Jan Maringka : Kehadiran UU TNI Wujudkan Single Prosecution System dalam Sistim Peradilan Pidana

Barsela24news.com



Jakarta - Mantan Jaksa Agung Muda Intelijen 1997-2020 angkat bicara terkait polemik hadirnya Undang-Undang Tentara Nasional Indonesia (TNI) yang baru disahkan DPR RI dari sisi ilmu hukum. Dimana mahasiswa yang melakukan unjuk rasa penolakan UU TNI, dinilai Jan Maringka belum membaca secara utuh isi UU dimaksud.

Padahal kata dia, jika mahasiswa membaca visi UU TNI yang baru disahkan secara utuh akan lebih memahami, Terutama terkait dampaknya dalam sistim peradilan pidana di Indonesia setelah UU TNI disahkan.

"Saya melihat UU TNI ini sebenarnya justru penegasan. Kalau kita lihat dalam UU Peradilan Militer No 31 Tahun 1997. Menegaskan Jaksa Agung sebagai penuntut umum tertinggi. Jadi ada Oditur jenderal dan dimana kejaksaan akan melakukan penuntutan yang sifatnya koneksitas," kata Jan Maringka dalam acara launching perdana Podcast YouTube Jangan Menyerah (JM), Sabtu (29/3/2025) di Jakarta.

Artinya kata Jan Maringka, kita bisa melihat ada pintu masuk bagi Kejaksaan Agung, yang sebenarnya adalah dark number case, mungkin banyak perkara-perkara militer sipil yang tidak dapat terselesaikan ada jalan keluarnya, Bahkan juga kita melihat UU Kejaksaan No 11 Tahun 2021 telah membentuk jabatan baru, yaitu Jaksa Agung Muda Tindak Pidana Militer.

"Nah kalau kita lihat ini malah justru penegasan, bagaimana membentuk single prosecution system (SPS) dalam sistim peradilan hukum acara pidana (HAP) kedepan sebagaimana diatur dalam UN Guidelines of Prosector, 1990, Jadi kalau lihat sebenarnya ada penegasan Jaksa Agung adalah Penuntut Umum tertinggi, baik dalam peradilan militer maupun sipil maka Jaksa Agungnya satu," ucap Jan Maringka.

Dirinya juga melihat justru penguatan terhadap fungsi kejaksaan agung. Ada satu lagi lembaga yang memiliki fungsi penuntutan, yaitu KPK.

"Nah orang sering lupa dalam KPK itu, jaksanya adalah Jaksa dari Kejaksaan Agung. Sehingga seolah-olah terpisah ada jaksa Kejaksaan Agung dan ada jaksa KPK, tapi isinya mereka adalah Jaksa yang sama sama," tukas Ketua Umum Presidium Persatuan Nusantara Indonesia (PNI)

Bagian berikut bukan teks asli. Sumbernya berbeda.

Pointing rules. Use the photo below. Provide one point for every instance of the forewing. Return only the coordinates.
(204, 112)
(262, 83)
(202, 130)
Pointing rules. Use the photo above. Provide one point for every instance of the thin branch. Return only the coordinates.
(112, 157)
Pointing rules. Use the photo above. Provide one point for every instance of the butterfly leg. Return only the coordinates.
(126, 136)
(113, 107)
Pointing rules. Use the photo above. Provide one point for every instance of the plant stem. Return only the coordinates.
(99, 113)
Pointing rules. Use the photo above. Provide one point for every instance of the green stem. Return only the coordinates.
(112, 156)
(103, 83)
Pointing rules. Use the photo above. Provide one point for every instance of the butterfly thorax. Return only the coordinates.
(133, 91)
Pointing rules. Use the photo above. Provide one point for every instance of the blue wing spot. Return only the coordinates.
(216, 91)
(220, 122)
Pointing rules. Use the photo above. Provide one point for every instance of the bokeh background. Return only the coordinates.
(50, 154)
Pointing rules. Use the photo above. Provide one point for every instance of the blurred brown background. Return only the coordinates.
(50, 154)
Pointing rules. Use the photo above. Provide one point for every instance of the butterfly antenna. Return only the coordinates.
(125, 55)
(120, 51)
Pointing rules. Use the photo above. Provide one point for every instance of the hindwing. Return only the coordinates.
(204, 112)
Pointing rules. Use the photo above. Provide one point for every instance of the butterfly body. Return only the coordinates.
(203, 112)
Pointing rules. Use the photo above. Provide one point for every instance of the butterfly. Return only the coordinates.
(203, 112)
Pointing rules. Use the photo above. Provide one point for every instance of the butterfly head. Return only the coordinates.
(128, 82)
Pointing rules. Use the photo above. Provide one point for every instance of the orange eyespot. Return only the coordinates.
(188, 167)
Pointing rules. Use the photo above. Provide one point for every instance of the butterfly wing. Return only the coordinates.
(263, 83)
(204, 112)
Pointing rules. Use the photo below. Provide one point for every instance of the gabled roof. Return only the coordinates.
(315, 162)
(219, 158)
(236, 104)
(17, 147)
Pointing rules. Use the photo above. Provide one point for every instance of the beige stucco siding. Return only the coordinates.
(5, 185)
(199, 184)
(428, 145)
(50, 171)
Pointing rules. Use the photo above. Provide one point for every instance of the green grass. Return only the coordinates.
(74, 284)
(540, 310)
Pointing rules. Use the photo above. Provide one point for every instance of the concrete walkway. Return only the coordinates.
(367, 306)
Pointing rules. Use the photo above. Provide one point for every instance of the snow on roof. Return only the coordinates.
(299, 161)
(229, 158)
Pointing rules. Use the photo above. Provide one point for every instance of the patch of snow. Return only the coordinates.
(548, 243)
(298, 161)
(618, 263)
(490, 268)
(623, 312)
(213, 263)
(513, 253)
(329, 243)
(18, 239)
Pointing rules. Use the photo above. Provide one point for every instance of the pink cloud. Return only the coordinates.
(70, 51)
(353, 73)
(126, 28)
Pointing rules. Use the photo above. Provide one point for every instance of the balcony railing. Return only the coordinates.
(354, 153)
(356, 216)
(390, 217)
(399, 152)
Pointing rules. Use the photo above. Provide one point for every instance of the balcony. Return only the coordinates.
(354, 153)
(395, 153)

Menurut Jan Maringka, hal Ini harus diluruskan dalam konteks kedepan, dimana kita melihat ini momennya ada RUU perubahan hukum acara pidana kita.

"Inilah pintu masuk dalam rangka meluruskan pembentukan konsep hukum acara pidana. Jadi kita tidak boleh lagi bercerita penyelidikan untuk penyidikan, tapi berbicara satu kesatuan integrated criminal justice system," terang Jan Maringka.

Sementara itu Dosen Trisakti Dr. Azmi Syaputra, SH, MH, yang juga Sekjen Masyarakat Hukum Pidana dan Kriminologi (Mahupiki) menilai menarik apa yang disampaikan Jan Maringka. Kalau kita melihat ada peradilan koneksitas yang sebelumnya sudah diatur dalam Pasal 89 sampai Pasal 94 dam Kitab Undang-Undang Acara Pidana (KUAP), Undang-Undang No. 8 Tahun 1981.

"Kalau kita rujuk nanti kedalam, katakanlah dalam Rancangan KUAP, hari ini kan diatur di dalam Pasal 161-165. Ini akan menjadi pertanyaan kalau memang mau diatur, kejaksaan malah lebih ada dan lebih detail sebelum UU No 8 Tahun 1981," ungkap Azmi sapaan akrabnya.

Bahkan kata Azmi di Undang-Undang, Nomenklatur ini langsung ada disebutkan kepada Jaksa Agung dalam wujud Jaksa Agung Muda Pidana Militer, melalui Jaksa Tinggi Bidang Pidana Militer dan terus ada oditur jenderal TNI didalamnya.

Selain itu juga diatur kalau ada perbedaan antara Jaksa Agung Pidana Militer dengan Oditur jenderal TNI. Maka Jaksa Agung mengambil keputusan akhir, guna mengakhiri perbedaan pendapat, sebagaimana diatur dalam ayat 2.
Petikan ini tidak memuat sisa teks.